After the draw at The Etihad Stadium with the Italians left City with one point from two games in their latest attempt to leave their mark on the Champions League, there was a distinct feeling that we’ve been here before.
In two of City’s previous three outings in this competition they’ve exited at the group phase. In both of those, they had one point from two games – supporters could be forgiven for fearing another repeat.
What Went Wrong Then?
Well, where to start? I really don’t want to write the words ‘City lacked tempo’ again because, sadly, it’s starting to sound a bit like an easy cop out and obvious criticism. However, City lacked tempo. That’s been the case against Stoke City and for one half against Sheffield Wednesday and it’s starting to get a bit annoying.
We have to get used to the fact that City are established as a creative team capable of playing fast and deadly football, so opposition teams are going to try and nullify that. It is for City to find a way around it, though that appears to be a stumbling block right now.
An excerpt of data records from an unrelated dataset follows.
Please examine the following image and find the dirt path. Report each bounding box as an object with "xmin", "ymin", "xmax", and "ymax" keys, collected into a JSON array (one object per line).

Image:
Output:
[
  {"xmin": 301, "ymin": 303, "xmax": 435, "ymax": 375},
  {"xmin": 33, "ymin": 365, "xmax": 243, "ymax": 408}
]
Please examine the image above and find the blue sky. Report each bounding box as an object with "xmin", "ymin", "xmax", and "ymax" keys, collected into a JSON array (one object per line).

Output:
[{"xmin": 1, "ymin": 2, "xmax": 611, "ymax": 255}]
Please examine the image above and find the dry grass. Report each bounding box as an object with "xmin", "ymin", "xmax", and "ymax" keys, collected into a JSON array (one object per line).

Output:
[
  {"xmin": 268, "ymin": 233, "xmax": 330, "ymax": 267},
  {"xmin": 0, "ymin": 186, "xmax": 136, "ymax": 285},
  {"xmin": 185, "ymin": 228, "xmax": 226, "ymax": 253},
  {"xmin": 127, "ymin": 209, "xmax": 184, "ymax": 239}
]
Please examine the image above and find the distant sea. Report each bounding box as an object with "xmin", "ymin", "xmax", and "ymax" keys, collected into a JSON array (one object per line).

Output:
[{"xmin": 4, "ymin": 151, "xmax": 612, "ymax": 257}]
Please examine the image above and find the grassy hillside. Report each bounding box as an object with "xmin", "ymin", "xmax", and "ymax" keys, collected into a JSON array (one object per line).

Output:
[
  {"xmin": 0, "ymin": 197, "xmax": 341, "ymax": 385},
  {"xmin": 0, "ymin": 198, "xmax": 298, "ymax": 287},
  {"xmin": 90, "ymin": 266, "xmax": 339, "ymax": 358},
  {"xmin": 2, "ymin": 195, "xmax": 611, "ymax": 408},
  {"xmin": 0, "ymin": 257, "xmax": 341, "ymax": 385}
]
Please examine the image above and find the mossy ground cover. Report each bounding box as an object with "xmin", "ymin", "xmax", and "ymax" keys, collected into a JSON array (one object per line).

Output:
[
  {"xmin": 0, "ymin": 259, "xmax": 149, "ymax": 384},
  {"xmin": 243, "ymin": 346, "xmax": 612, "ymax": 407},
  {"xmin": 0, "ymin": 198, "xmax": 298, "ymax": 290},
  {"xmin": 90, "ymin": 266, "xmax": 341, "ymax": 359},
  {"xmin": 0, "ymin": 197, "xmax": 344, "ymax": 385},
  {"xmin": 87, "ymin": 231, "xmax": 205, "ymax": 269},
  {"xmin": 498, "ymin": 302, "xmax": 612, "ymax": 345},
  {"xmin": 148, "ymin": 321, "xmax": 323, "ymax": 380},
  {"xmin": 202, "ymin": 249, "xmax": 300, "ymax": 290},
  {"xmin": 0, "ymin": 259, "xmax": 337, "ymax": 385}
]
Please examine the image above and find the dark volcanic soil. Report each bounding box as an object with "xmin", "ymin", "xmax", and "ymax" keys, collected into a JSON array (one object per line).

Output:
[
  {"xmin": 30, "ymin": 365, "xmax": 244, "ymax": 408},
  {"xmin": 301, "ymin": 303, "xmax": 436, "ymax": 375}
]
City certainly lacked a ‘Plan B’ on Tuesday. They rarely looked like finding a way through Roma all night. What became increasingly frustrating was that they were so short of ideas and continued to try the same thing over and over again. I lost count of how many times the Blues had the ball 20-30 yards from goal and tried a chipped pass over the top of the defence. It happened so often I am inclined to believe it was a direct instruction and that Pellegrini had thought Roma were susceptible to such an attack. Despite it becoming clear that that wasn’t the way to unlock them, City persisted.
Pellegrini’s decision to substitute Edin Džeko early in the second half looked an odd one as the Bosnian was one of City’s better players. His hold up play was fine and he was certainly looking more likely to produce something that his strike partner Agüero, who was not having one of his best nights.
I’m not a fan of knee-jerk reactions or hyperbolic statements but I’m struggling to find the positives in this result. My initial reaction is that this draw is little short of a disaster. We know that ten points is usually considered the safe figure for getting out of a Champions League group, so where can City pick them up? Even if they garner the maximum six points from the CSKA Moscow double-header, they’ll require a minimum of three points from the return games against Bayern Munich and Roma.
Clearly, nothing is settled at this stage but the Blues face a serious uphill struggle in progressing to the last 16. The unfortunate truth is that in this, their fourth attempt at the Champions League, City look as far away from real success as they did when they had that first underwhelming crack at it.